Manado - Transformasi sektor kesehatan di Sulawesi Utara di bawah kepemimpinan Gubernur Yulius Selvanus dan Wakil Gubernur Victor Mailangkay memang menunjukkan geliat signifikan. Namun di balik capaian yang dipuji, sejumlah tantangan mendasar masih menjadi pekerjaan rumah yang tak bisa diabaikan.
Dalam satu tahun terakhir, pemerintah provinsi menggelontorkan berbagai program ambisius: pembangunan rumah sakit, pengadaan alat kesehatan canggih, hingga layanan bergerak ke wilayah kepulauan. Kehadiran teknologi seperti Digital Subtraction Angiography (DSA) di RSUD ODSK Manado menjadi simbol lonjakan kualitas layanan medis di daerah.
Namun, di tengah modernisasi tersebut, sejumlah warga di wilayah terpencil mengaku akses layanan belum sepenuhnya merata. Jarak geografis, keterbatasan tenaga medis, serta distribusi dokter spesialis yang belum seimbang masih menjadi kendala klasik—terutama di daerah kepulauan seperti Sangihe dan Talaud.
Program kapal Rumah Sehat BAZNAS memang menjadi solusi inovatif, tetapi intensitas layanan dan jangkauan yang terbatas membuat sebagian masyarakat masih bergantung pada fasilitas kesehatan darurat dengan sarana minim. “Kadang kapal datang, tapi tidak rutin. Kalau sakit mendadak, tetap harus berjuang sendiri,” ungkap salah satu warga kepulauan.
Di sisi lain, peningkatan fasilitas fisik seperti pembangunan RSUD Bolaang Mongondow Selatan dan pembaruan poliklinik di Bitung juga memunculkan pertanyaan soal kesiapan operasional. Sejumlah pengamat menilai, pembangunan infrastruktur harus diimbangi dengan kesiapan sumber daya manusia agar tidak berujung pada fasilitas megah yang kurang optimal digunakan.

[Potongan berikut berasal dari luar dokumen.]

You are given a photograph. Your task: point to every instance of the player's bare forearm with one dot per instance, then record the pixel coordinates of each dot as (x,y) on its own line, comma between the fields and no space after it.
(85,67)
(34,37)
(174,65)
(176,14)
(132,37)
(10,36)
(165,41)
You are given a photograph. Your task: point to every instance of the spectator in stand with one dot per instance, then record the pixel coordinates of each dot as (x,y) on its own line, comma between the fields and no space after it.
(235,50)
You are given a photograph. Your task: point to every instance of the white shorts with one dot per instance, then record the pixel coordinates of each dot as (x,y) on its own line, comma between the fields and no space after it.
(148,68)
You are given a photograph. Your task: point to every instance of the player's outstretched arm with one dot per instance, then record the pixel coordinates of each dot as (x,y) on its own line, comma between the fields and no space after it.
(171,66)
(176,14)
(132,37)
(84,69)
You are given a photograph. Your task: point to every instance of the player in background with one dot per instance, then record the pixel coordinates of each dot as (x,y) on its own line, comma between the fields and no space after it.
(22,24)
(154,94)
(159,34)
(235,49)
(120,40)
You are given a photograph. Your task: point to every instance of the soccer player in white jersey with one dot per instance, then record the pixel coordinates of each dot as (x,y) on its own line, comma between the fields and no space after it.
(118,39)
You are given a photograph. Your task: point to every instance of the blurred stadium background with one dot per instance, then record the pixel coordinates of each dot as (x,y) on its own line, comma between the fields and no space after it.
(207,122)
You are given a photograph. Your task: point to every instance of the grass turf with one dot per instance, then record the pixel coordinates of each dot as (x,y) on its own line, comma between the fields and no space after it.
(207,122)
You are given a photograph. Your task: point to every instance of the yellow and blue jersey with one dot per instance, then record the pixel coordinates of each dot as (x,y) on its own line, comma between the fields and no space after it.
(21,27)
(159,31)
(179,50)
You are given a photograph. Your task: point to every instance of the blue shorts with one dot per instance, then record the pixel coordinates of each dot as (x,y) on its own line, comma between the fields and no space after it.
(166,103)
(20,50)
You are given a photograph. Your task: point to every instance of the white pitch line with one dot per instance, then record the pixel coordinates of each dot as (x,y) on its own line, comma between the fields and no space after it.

Masuknya RS Khusus Infeksi (RSKI) Kitawaya ke dalam layanan BPJS Kesehatan memang disambut positif. Namun, lonjakan jumlah pasien berpotensi memicu antrean panjang jika tidak diantisipasi dengan sistem manajemen yang kuat.
Penghargaan nasional yang diterima pemerintah provinsi atas peningkatan angka harapan hidup menjadi indikator keberhasilan. Tetapi, sejumlah kalangan mengingatkan bahwa angka statistik tidak selalu mencerminkan kualitas layanan di tingkat akar rumput secara merata.
Plt. Kepala Dinas Kesehatan Sulut, dr. Rima Lolong, menegaskan bahwa pembenahan terus dilakukan. Pemerintah, kata dia, fokus pada peningkatan kualitas tenaga medis dan distribusi alat kesehatan hingga ke puskesmas.
Ke depan, tantangan terbesar bukan lagi sekadar menghadirkan fasilitas modern, tetapi memastikan seluruh masyarakat—tanpa terkecuali—benar-benar merasakan dampaknya. Modernisasi layanan kesehatan akan diuji bukan di pusat kota, melainkan di titik terjauh pelayanan.
Transformasi sudah dimulai, tetapi konsistensi dan pemerataan akan menjadi penentu apakah lompatan ini benar-benar menjangkau seluruh rakyat Sulawesi Utara.